This week, I received another “Memorabilia Box” from my Mom. Filled with official school photos, one-off shots, and newspaper clippings, it was a nice little walk down memory lane. Even a Marie Kondo aficionado like myself can’t toss these boxes. I know that means one day, my daughter will have something tangible to remember me by. Albeit a bit out of date for current years.
Wandering through the photos makes me wonder -what does the future of memorabilia look like for her in an increasingly digital era?
Precious Moments for Posterity
I’ve done a better job maintaining her baby book than I hoped. Every month, holiday, and event is filled out -generally close to the actual dates. I’m glad I’ve captured these moments for her and hope, even if it’s a farce, I’ll be able to do the same for any future siblings. I’ve dutifully collected the other proofs of her life, no matter how much I hate clutter. Ultrasounds, hospital bracelets, and daycare crafts all have a home.
But pictures, all the pictures – those are online. Digital prints restricted to limited eyes.
Is there any value in making them material?
What is a Picture Really Worth?
Flipping through stacks of photos vs. browsing a Google Album. How does the ethos differ? For one, many of the printed moments are more entertaining because they’re imperfect. Before digital cameras, a novice had no idea how photos would turn out, so I have entire rolls printed of unfocused, poorly lit photos of elbows. Do these bring me joy? Do I keep these around? What would a future anthropologist surmise about their existence?
More importantly, should I make sure to add more of those imperfect moments to my Google album? I’ve spent hours trying to get perfect shots for Grandparents, but the ones I love most are her goofy little smiles. The ones where she grabs my phone, taking snapshots of her gums until I pull it away capturing dreadful tears and shrieks instead. The baby book documents the milestones, but those are only a fraction of her content. Should I print off reams of photos to keep around in case I want to thumb through? I do it on my phone, but there is that something special about holding pictures in my hands. I missed that feeling until I got to flip through my own past.
While I’m at it, what about photos for me? There are pictures of my parents before I existed, for sure, but nothing like the abundance of material I have on Facebook. And yet, as I consider terminating my relationships with social media, how can I make sure I’ve captured the moments I want to keep? Do I do a data pull and throw them on a hard drive? Do I let them drift off into the ether, never to be seen again? Do I, heaven forbid, print some off to add to my current piles?
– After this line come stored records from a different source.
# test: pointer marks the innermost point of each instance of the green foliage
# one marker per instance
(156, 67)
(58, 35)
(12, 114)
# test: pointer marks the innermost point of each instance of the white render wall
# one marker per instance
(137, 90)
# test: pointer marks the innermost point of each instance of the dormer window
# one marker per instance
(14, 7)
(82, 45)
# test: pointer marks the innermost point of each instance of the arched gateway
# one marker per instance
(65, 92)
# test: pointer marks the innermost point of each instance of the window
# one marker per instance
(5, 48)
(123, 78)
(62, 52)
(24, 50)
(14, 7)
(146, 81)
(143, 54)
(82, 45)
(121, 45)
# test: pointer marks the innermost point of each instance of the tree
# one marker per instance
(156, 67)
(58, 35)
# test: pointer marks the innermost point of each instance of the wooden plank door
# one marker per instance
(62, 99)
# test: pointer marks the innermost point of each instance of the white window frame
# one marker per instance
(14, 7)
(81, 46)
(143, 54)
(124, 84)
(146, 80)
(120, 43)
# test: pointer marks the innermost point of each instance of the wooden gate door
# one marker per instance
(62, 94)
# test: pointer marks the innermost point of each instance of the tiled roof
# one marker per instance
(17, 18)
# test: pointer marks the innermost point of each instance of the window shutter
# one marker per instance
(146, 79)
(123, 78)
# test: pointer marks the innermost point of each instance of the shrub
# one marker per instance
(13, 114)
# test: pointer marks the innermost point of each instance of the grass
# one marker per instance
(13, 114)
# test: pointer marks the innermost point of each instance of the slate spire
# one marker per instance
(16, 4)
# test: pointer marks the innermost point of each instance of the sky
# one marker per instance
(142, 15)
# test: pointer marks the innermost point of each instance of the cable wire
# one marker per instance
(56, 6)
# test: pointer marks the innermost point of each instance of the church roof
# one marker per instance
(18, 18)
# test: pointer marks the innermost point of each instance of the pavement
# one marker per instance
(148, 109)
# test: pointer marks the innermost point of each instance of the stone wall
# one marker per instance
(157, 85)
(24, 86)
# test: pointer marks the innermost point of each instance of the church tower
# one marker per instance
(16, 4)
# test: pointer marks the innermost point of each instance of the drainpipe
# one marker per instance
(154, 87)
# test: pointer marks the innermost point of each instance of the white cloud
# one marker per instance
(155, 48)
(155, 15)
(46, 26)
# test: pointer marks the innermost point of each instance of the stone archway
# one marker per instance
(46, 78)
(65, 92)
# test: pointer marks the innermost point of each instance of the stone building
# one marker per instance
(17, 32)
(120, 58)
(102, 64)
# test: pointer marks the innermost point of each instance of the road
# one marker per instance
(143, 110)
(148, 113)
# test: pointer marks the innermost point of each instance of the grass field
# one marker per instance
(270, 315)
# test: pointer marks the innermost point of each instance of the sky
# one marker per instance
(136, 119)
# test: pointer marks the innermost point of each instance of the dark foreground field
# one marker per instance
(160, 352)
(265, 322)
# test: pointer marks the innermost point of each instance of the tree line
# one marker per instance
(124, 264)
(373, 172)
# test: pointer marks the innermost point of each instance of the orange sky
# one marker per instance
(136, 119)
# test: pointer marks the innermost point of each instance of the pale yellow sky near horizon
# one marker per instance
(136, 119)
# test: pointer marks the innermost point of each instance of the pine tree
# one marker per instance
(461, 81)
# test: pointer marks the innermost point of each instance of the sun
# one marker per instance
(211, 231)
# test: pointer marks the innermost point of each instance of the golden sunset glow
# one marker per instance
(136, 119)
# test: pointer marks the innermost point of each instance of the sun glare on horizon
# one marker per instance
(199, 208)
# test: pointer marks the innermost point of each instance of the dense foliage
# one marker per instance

Plenty of photos I’d like to share. For every embarrassment, there’s a good moment and fond memory. While I’m making sure I capture my daughter’s history, I should have the due diligence to capture my own for her. Just maybe not every moment. It helps to maintain an air of mystery, right?
Maybe the physical copies won’t last forever. They’ll brown and crinkle, distorting more each year. In that case, I’ll be glad to have the backups online. But it’s appealing to print them off for a little 5 year old to shuffle through in a few years and exclaim, “Look, that’s you Mommy.” So back to prints it is.